I understood that a woman couldn’t cure a person’s depression. But dammit, did Starlet make it a little easier to breathe.

It took everything inside me not to get choked up in my emotions as we sat out there on the ice for a few hours.

We didn’t catch any fish, but I caught a whole shit ton of feelings for a woman who came into my life at a time I needed someone the most.

If I had the opportunity, I would’ve stayed on the ice with her for a million more hours. I would’ve asked her more and more questions about her life, her dreams, and her goals. I would’ve laughed at her trying to untangle her fishing rod and smiled at her when she wasn’t even looking my way. I would’ve run my fingers against her cheeks and kissed her dimples. I would’ve told her how she scared me shitless because she made me feel. That woman made me, the cold soul of winter, feel again.

You would’ve loved her, Mom.

You would’ve loved her more than you loved me.

As that thought crossed my mind, a light breeze pushed through, hitting my face. It was as if Mom were replying to me with the words, “Never a chance I’d love someone more.”

She used to say that to me all the time when I was a kid. She’d put me to bed at night, tuck me in, and press our foreheads together. She’d say, “I love you, my Milo Antonio. Never a chance I’d love someone more.”

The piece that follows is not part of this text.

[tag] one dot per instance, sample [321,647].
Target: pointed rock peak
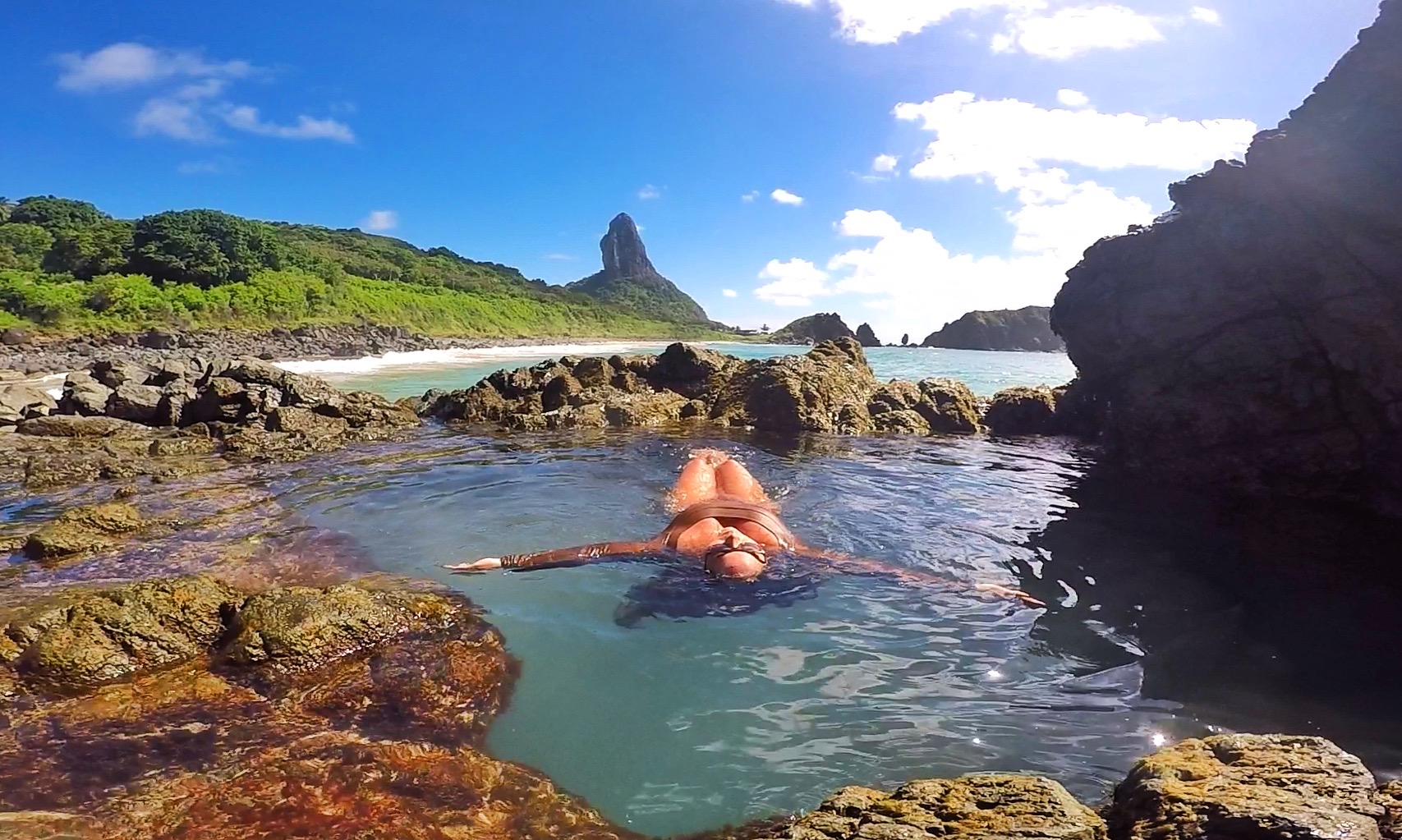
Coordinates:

“You do that a lot,” Starlet mentioned as we sat in our chairs on the ice.

“Hmm?”

“You mumble to yourself.”

I hadn’t known she’d noticed. My brows knitted, and I shook my head. “Not to myself. To my mom. I still talk to her.”

“Good,” Starlet said as she reeled up her fishing rod a bit. “That’s good.”

That’s good.

What an odd reaction to learning that someone still spoke to their dead mother.

“Star?”

“Yes?”

“You’re really weird.”

She laughed, and I wanted to swim in the sound. “I am really freaking weird.”

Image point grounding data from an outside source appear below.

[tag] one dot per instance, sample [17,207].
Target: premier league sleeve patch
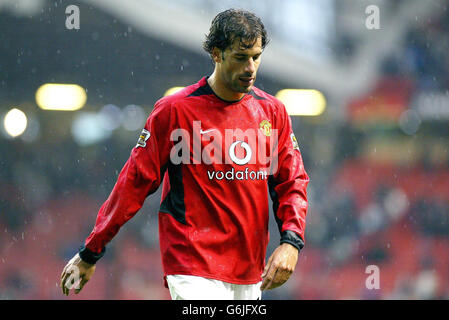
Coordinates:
[144,136]
[294,141]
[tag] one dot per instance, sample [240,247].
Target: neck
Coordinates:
[219,88]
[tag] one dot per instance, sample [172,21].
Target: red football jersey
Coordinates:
[218,161]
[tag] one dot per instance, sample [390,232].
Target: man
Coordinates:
[204,144]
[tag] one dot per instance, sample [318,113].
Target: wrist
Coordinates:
[292,238]
[89,256]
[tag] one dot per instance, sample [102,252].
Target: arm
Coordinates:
[141,176]
[288,191]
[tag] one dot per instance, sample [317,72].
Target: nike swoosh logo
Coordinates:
[206,131]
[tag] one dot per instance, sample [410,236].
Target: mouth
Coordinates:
[247,81]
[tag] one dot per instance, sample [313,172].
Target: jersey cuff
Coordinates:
[292,238]
[89,256]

“Good,” I said, nudging her. “That’s good.” I stared at her closer and narrowed my eyes. She was shivering. “Are you freezing your ass off right now?”

“Oh gosh, yeah. I’m pretty sure I lost feeling in my left butt cheek like thirty minutes ago.”

“Geez, Star, you should’ve said something. Let’s get going.”

“No, no, it’s fine, I’m fine,” she said through gritted, chattering teeth. “This is great.”

I smirked at how she was trying her best to push through, but I knew it was time to go. I started packing our things, and we headed back to the car. After loading everything up, I walked over to Starlet and pulled her into a hug. I held her for longer than normal because I hadn’t had an actual hug in the longest time. The last time my arms wrapped around a person like that was when I held my mother to say our final goodbye. It had been over a year. A year since my arms wrapped around another person. A year since I had true, authentic comfort from a person. I didn’t know how much I’d missed that interaction until it was upon me.

My body engulfed hers as her heat sank into me. The smell of her hair filled my nose as my arms banded around her. My hold was tight enough to matter yet not restrained enough to constrict her freeness. It felt as if her goodness was being transferred into my soul, and I was giving her the best parts of me in equal measure. I didn’t know I still had that. I didn’t know my spirit still had good parts to share.

“Thank you for today,” I told her. “I needed today.”

“I think I needed this weekend,” she agreed. “I needed you.”